J'encaissai sans broncher. Je ne pouvais raisonnablement m’attendre à rien d'autre, alors qu'en tant que professeur de potions, j'avais toujours eu des rapports catastrophiques avec le fils aîné d'Harry. Profitant de mon silence, Harry poursuivit en glissant une phrase qui me prouva que le Choixpeau Magique ne s'était pas totalement trompé en envisageant de l'envoyer à Serpentard :
« Il me semble que vous allez retrouver Albus tout à l'heure, je vous laisse voir ça avec lui. »
En quelques mots, il s’était tranquillement déchargé du plus compliqué sur moi. Car satisfaire l'envie de James que rien ne change dans sa vie, c'était forcément demander à Albus de renoncer pour le moment à ses projets et ça n'allait pas être facile. D'autant plus qu'Albus risquait d'avoir l'impression que son père privilégiait les envies de son frère au détriment des siennes. J'en fis la remarque à Harry.
« Il n'est évidemment pas question pour moi de privilégier l’un par rapport à l’autre. » se défendit Harry « Mais je dois quand même tenir compte du fait que James n'est pas aussi sûr de lui que son frère malgré les apparences qu'il se donne ! D'ailleurs je ne songe pas à interdire à Albus ni de séjourner ici, ni de faire avec vous les activités qu'il veut. Je lui demande juste de rester discret pour le moment. »
« Je devrais donc expliquer à Albus qu'il doit se plier à une solution qui arrange tout le monde, à part lui. » soulignai-je avec une certaine mauvaise humeur
« Qui vous dit qu'elle arrange tout le monde ? Qui vous dit qu'elle m'arrange moi ? » releva-t-il avec irritation
J'étais saisi par sa réaction.
« Est-ce que vous auriez préféré une autre solution ? » demandai-je sans vraiment savoir ce que j'espérais ou craignais d'entendre
A la vérité, j'étais troublé de ce qu'Harry semblait plus contrarié que soulagé par le choix de son fils aîné. A croire que de son côté, il était prêt à assumer publiquement le fait que j’étais son père. Une nouvelle fois, j’en venais à me demander si j’avais eu raison continuer à me taire, lorsque la fin de la guerre m'avait laissé l'opportunité de lui parler enfin. Je m’étais raconté que je le faisais pour le préserver lui, mais c’est peut-être était-ce moi qui n’avais pas eu le courage d’affronter un éventuel rejet de sa part.

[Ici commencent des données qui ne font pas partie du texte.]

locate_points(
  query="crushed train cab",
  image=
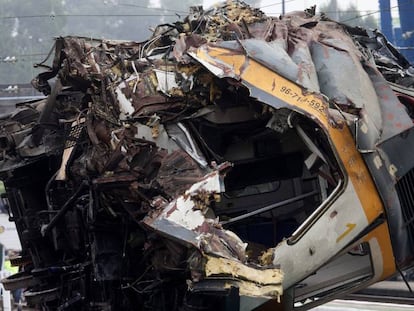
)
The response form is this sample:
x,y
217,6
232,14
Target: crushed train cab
x,y
232,161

« Eh bien, j'aurais pu préférer une solution qui me donne l'occasion de faire enfin connaissance avec mon père. Quand je dis mon père, je veux dire celui que connait Albus, pas celui que je connaissais moi quand j’étais à Poudlard ! » répliqua-t-il
J'ignorai le reproche sous-entendu dans sa remarque. En fait, je cherchais surtout la bonne réponse, celle qu’il attendait de moi. C’était toujours comme ça avec Harry. Depuis qu’il avait appris qu’il était mon fils, je ne savais plus jamais ce qu’il convenait de dire ou de faire.
« Rien ne vous empêche de faire mieux connaissance avec votre père même dans la situation actuelle. » lâchai-je finalement
Avant qu'il puisse répondre quoi que ce soit, la tête du secrétaire d'Hermione Granger apparut dans ma cheminée.
« Navré de vous déranger, » indiqua-t-il d'une voix mécanique « mais Madame la Ministre attend Monsieur Potter immédiatement dans son bureau. »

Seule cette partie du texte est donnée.